但在戚葭的夢裏,他亦覺得在這裏遇上這一位,是很好玩、很有趣,是能讓他真心發笑的事情。

于是戚葭根本沒有分別此刻是否是夢境, 他大着舌頭, 單是說還不夠, 揚起的手臂幹脆搭上對方的肩, 真一副好兄弟的模樣。

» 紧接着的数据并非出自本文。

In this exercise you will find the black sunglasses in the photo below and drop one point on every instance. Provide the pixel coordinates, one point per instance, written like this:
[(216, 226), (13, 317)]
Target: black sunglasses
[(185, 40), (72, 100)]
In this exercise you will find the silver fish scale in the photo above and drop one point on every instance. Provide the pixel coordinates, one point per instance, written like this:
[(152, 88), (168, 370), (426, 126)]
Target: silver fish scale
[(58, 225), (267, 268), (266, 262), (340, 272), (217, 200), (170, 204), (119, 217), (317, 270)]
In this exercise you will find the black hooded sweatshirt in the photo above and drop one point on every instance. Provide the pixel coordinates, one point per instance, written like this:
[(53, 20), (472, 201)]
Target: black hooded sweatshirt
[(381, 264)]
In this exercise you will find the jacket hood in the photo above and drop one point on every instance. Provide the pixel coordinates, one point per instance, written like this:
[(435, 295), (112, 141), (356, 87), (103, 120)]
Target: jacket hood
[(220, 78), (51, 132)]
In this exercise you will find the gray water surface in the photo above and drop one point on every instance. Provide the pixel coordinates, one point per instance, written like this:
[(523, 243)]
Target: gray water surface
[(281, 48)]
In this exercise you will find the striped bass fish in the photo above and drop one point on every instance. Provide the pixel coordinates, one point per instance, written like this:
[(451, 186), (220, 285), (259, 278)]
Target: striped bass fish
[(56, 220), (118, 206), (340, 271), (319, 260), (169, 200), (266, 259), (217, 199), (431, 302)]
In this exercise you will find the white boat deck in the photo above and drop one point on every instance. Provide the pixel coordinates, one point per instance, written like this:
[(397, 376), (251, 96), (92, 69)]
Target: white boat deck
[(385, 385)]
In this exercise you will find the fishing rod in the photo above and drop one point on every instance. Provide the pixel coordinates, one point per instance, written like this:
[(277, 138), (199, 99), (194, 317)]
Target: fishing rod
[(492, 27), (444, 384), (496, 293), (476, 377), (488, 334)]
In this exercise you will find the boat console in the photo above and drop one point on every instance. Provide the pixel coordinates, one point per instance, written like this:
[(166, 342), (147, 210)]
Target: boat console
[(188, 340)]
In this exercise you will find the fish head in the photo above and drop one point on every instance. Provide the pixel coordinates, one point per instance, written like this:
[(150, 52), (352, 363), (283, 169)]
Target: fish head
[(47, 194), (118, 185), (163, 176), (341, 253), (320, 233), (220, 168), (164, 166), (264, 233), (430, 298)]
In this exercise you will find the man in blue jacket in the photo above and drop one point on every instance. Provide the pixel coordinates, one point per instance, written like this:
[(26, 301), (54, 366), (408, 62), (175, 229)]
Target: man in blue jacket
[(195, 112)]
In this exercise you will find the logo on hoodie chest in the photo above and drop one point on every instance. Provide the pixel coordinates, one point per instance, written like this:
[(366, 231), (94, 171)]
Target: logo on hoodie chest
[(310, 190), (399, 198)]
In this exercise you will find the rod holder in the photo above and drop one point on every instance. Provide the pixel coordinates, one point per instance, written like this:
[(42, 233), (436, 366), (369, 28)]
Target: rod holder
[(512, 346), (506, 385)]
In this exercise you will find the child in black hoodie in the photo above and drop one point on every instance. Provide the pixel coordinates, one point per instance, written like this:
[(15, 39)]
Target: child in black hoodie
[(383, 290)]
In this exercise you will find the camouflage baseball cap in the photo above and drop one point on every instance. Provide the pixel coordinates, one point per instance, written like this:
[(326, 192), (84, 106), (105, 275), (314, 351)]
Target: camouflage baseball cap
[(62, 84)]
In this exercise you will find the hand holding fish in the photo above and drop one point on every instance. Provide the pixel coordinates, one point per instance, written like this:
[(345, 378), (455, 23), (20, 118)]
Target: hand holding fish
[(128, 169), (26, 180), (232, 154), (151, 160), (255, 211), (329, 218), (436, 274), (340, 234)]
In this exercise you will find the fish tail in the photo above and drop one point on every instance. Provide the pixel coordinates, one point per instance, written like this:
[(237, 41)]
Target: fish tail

虞白溪自到凡間時起便化作的黑眸此刻正眯起,緊緊打量眼前搖搖欲墜之人, 沒人能看出他的思緒。

須臾後, 他開口問:“你想起來了?”

戚葭:“……什麽想起來了?我是記得你。”

他說着又笑了, 搖搖晃晃, 幹脆向前傾倒、半趴在對方身上以穩住身型, 繼續大着舌頭:“我記得你, 你是……”

虞白溪:“。”

知他只是喝醉以後的醉話, 天帝重新歸于沉默。

身姿拔擢、鶴立雞群般伫立在花花綠綠的人群中,白衣朗俊的男子只是擡手攬住對方的腰,順勢幫忙固定住他的身形。

戚葭還在執着地想表達自己記得:“對了,你是虞……”

“主子!”

是誰戚葭還沒有說出口, 便被朔靈仙子給打斷了。

在這裏當然不适宜出現天帝的名字, 朔靈不得不冒昧打斷了君上的話,急聲提醒他:“這是咱家公子。”

戚葭卻還好似在夢裏,沒有成功獲得朔靈的提醒。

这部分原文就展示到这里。